Sure. I suggest you start off something like this and drop single lines into it to see what the structure looks like.

 input { stdin {} }
 output { stdout { codec => rubydebug } }
 
 filter {
   xml {
     source => "message"
     target => "theXML"
   }
 }

To use the timestamp as @timestamp you would use something like this. Note that everything is an array.

   date {
     match => [ "[theXML][Timestamp][0][content]", "MM/dd/YYYY HH:mm:ss.SSS" ]
     timezone => "Europe/Gibraltar"
   }

(Micke) #5

Hi,
The XML Data import worked fine, BUT...
Because the XML Looks like this:
< Timestamp data_type="4">10/18/2017 14:33:34.139< /Timestamp>
< Computer-Name data_type="1">SERVER1< /Computer-Name>
< Event-Source data_type="1">IAS< /Event-Source>

The fields looks like this:
Name: theXML.Timestamp
Value:
{
"data_type": "4",
"content": "10/18/2017 14:33:34.139"
}

Name: theXML.Computer-Name
Value:
{
"data_type": "1",
"content": "SERVER1"
}

Name: theXML.Event-Source
Value:
{
"data_type": "1",
"content": "IAS"
}

I am only interested in the content.
So i want theXML.Event-Source: IAS

Can i do that dynamically, without explicitly pointing to each content-subvalue?

Thanks


(Micke) #6

If i add:
force_array => false

Then all fields are split up like this:
theXML.Timestamp.content: 10/18/2017 14:33:34.139
theXML.Timestamp.data_type: 4

theXML.Computer-Name.content: SERVER1
theXML.Computer-Name.data_type: 1

Do i need to use XPath do extract the content data into for example theXML.Computer-Name.

Thanks


#7

You could do it with XPath, or you could do stuff like mutate { replace => { "EventSource" => "%{[TheXML][Event-Source][0][content]}" } }

I do not know if there is a way to globally replace [X] with [X][0][content] without knowing each individual value of X. Maybe a ruby function, but I don't know enough to write it.


(Micke) #8

Yeah, i saw that others have used replace and other methods. The thing is that the fields can vary from event to event. Sure, i could go through and replace on all fields that i know of. But it would be nice if i could grab the content from all fields right away. But maybe that cant be done with only the target configuration option.

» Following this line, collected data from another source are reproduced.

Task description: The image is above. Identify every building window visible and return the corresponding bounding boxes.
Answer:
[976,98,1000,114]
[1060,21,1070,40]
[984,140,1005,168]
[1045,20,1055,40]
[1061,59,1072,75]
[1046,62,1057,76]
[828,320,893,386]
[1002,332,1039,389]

Maybe not the most Beautiful way, but do an if statement if the name contains data_type, and then drop it.
And then some kind of replace on the .content to remove the content from the name?


(system) #9

This topic was automatically closed 28 days after the last reply. New replies are no longer allowed.